Microsoft patches Exchange Server zero-day exploited in attacks

Microsoft has shipped a fix for an actively exploited Exchange Server flaw that lets attackers run arbitrary JavaScript in the browsers of Outlook Web Access users. Tracked as CVE-2026-42897, the high-severity spoofing bug enables cross-site scripting (XSS) attacks and affects Exchange Server 2016, Exchange Server 2019, and Exchange Server Subscription Edition (SE). It can be triggered remotely by attackers who hold no privileges on the targeted system.

According to the Exchange Team, an attacker abuses the weakness by emailing a victim a specially crafted message. If that user opens it in Outlook Web Access and a specific set of interaction conditions is satisfied, malicious JavaScript executes within the browser. Microsoft first addressed the threat in mid-May by pushing an automatic, temporary mitigation through the Exchange Emergency Mitigation Service (EEMS).
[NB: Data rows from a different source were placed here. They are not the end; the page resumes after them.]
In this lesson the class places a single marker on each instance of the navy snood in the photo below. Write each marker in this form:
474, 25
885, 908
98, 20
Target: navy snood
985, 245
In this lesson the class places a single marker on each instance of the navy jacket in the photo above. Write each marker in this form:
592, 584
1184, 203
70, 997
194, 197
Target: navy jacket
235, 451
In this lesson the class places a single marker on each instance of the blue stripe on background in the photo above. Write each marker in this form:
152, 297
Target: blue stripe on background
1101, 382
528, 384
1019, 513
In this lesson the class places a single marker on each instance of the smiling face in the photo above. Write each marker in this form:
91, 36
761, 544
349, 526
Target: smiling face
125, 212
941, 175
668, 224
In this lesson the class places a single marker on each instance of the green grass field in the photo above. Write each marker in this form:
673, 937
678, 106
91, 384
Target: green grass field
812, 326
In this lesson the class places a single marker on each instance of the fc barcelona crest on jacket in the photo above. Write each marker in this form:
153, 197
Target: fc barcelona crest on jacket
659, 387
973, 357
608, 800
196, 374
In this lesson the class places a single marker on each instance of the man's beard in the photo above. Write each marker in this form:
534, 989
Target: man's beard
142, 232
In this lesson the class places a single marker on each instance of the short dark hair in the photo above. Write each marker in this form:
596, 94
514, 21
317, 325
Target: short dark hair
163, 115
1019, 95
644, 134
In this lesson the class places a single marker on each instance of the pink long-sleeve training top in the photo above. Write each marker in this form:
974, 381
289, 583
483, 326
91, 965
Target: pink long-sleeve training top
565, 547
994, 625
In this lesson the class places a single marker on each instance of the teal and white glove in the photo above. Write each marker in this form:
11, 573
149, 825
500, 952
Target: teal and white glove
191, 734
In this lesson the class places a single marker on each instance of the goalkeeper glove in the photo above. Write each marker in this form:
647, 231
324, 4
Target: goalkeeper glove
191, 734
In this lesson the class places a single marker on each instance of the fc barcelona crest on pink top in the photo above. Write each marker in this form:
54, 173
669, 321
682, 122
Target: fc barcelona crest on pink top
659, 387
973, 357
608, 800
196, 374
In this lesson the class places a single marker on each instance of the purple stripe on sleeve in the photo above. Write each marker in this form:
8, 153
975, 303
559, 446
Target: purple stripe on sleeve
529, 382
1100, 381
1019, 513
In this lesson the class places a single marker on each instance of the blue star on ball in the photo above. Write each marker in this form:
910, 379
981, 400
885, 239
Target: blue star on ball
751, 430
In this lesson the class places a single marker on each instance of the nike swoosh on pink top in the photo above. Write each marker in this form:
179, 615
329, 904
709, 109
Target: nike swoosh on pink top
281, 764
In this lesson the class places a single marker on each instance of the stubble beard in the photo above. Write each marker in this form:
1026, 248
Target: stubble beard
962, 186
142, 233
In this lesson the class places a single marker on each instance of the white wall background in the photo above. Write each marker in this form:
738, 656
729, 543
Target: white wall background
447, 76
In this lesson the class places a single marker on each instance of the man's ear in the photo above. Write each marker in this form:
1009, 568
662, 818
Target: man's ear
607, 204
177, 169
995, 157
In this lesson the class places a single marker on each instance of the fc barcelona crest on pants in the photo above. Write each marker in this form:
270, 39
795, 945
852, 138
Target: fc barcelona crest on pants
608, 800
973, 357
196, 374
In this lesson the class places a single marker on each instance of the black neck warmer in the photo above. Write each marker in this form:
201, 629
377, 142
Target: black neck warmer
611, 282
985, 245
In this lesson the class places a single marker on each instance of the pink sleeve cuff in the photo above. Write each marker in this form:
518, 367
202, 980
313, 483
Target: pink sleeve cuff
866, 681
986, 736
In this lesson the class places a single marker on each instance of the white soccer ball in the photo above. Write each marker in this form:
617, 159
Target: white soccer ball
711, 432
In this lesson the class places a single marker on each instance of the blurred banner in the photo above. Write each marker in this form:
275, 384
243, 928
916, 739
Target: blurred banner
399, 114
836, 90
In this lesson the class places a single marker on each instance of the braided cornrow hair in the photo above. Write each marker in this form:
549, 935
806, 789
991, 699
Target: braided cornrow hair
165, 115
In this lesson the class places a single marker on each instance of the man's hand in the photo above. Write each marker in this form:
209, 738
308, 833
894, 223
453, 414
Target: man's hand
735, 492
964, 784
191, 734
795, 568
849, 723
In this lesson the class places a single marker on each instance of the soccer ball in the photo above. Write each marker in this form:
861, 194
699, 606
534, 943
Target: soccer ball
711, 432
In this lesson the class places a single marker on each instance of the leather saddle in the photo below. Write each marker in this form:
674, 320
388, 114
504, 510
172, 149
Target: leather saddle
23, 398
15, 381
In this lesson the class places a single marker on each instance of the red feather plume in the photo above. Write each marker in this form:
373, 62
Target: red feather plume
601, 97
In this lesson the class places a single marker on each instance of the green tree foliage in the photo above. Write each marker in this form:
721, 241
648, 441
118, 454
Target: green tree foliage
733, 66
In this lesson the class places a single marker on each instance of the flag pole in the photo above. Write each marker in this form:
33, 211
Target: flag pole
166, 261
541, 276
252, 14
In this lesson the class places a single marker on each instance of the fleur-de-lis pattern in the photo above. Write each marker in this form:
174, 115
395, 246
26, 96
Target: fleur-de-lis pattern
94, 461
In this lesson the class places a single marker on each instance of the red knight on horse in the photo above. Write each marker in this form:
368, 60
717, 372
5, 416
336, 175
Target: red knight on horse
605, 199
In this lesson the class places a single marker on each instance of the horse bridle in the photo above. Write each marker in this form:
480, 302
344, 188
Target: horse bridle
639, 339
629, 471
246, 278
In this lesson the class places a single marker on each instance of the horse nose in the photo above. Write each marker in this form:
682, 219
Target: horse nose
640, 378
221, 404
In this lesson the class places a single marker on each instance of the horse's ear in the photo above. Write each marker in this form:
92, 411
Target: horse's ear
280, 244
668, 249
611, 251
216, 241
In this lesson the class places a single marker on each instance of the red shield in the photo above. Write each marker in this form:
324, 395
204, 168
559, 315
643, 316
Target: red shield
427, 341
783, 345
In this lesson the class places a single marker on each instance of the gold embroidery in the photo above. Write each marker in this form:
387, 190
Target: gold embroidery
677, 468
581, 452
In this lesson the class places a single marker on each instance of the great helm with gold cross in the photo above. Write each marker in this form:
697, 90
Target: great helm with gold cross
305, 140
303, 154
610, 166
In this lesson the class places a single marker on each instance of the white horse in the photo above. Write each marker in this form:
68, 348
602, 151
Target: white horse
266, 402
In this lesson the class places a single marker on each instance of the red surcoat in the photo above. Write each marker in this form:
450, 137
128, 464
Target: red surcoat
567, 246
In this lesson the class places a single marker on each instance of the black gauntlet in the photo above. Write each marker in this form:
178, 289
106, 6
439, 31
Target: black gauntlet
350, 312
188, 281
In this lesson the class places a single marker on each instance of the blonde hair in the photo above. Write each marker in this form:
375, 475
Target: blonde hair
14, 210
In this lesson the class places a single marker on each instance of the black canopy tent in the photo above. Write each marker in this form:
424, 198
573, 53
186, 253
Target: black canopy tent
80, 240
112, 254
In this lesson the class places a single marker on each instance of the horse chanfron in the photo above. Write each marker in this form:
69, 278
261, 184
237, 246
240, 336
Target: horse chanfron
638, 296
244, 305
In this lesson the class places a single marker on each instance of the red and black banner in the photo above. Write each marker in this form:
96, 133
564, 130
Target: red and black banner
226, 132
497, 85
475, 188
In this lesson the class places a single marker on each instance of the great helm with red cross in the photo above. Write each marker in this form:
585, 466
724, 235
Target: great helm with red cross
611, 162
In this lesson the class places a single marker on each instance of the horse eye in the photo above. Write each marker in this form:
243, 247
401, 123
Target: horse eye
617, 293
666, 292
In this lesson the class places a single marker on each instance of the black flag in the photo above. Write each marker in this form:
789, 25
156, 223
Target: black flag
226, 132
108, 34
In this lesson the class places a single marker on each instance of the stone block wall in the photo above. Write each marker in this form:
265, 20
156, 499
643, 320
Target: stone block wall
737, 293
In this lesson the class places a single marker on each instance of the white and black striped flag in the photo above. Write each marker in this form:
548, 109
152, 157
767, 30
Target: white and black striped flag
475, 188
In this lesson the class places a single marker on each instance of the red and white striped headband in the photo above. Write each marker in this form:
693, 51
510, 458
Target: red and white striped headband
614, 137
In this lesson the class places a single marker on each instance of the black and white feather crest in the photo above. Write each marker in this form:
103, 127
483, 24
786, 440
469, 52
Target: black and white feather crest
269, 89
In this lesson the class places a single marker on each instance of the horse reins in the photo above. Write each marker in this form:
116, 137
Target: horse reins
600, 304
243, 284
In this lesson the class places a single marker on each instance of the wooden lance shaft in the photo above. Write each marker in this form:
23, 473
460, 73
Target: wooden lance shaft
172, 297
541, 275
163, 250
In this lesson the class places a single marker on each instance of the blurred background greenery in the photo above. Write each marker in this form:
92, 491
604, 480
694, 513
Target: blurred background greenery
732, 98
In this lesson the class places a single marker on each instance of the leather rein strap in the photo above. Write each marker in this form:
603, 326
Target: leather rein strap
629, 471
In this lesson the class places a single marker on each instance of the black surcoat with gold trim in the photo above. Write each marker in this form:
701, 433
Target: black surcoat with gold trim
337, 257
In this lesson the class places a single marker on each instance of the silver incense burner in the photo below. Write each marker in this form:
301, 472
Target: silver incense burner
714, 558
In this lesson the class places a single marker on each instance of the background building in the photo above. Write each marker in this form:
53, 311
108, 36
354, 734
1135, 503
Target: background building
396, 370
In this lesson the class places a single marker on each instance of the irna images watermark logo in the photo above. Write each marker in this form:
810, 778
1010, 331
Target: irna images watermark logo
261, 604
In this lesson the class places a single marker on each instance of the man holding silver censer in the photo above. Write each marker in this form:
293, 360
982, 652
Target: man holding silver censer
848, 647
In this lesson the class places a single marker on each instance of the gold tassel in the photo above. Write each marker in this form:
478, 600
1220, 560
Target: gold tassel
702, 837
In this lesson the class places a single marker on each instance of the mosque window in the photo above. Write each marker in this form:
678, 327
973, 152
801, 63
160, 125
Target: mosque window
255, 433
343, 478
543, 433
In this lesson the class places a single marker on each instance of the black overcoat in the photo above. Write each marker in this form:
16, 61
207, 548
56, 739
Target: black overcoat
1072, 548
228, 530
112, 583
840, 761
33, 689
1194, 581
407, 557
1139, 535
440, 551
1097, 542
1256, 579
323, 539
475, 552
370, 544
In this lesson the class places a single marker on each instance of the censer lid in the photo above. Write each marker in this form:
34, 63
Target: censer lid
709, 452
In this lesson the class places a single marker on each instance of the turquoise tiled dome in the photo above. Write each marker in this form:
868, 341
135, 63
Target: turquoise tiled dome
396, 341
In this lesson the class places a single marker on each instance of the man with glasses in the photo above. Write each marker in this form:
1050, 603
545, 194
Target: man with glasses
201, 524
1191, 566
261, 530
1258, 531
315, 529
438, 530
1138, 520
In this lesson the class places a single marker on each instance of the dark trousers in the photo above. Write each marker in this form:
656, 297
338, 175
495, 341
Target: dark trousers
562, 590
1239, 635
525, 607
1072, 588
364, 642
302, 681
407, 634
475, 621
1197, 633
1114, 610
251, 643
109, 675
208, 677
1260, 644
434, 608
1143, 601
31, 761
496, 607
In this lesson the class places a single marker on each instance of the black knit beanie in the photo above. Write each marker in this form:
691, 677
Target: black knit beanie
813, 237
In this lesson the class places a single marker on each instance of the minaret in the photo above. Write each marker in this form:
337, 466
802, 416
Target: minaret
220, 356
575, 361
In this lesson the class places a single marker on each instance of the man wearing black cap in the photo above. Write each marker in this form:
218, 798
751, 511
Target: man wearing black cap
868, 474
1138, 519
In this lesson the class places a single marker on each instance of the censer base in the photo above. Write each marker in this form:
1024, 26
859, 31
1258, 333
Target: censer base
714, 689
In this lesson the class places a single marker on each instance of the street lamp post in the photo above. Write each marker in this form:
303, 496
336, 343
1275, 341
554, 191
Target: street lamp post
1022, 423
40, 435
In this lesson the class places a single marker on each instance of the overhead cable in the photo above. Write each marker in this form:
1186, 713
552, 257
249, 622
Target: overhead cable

The full patch arrived a day before this report, with Microsoft urging administrators to apply the June 2026 Security Updates "as soon as possible" while keeping the earlier mitigation switched on for extra protection. The company said it is continuing to strengthen defenses against XSS attacks and recommended that customers leave the mitigation in place as an additional safeguard while further improvements roll out. Microsoft had not responded to questions about the in-the-wild attacks at the time of writing.

A long-running target for attackers

The U.S. Cybersecurity and Infrastructure Security Agency flagged the bug as exploited in the wild on May 15, adding it to its Known Exploited Vulnerabilities catalog and giving federal agencies until May 29 — a two-week window — to patch. Exchange remains a favorite target: over the past five years, CISA has cataloged 20 exploited Exchange Server vulnerabilities, 14 of which ransomware groups have abused. The pressure on aging deployments is also clear from last October's move, when — weeks after Exchange 2016 and 2019 reached end of support — CISA and the National Security Agency issued guidance on hardening Exchange servers against attack.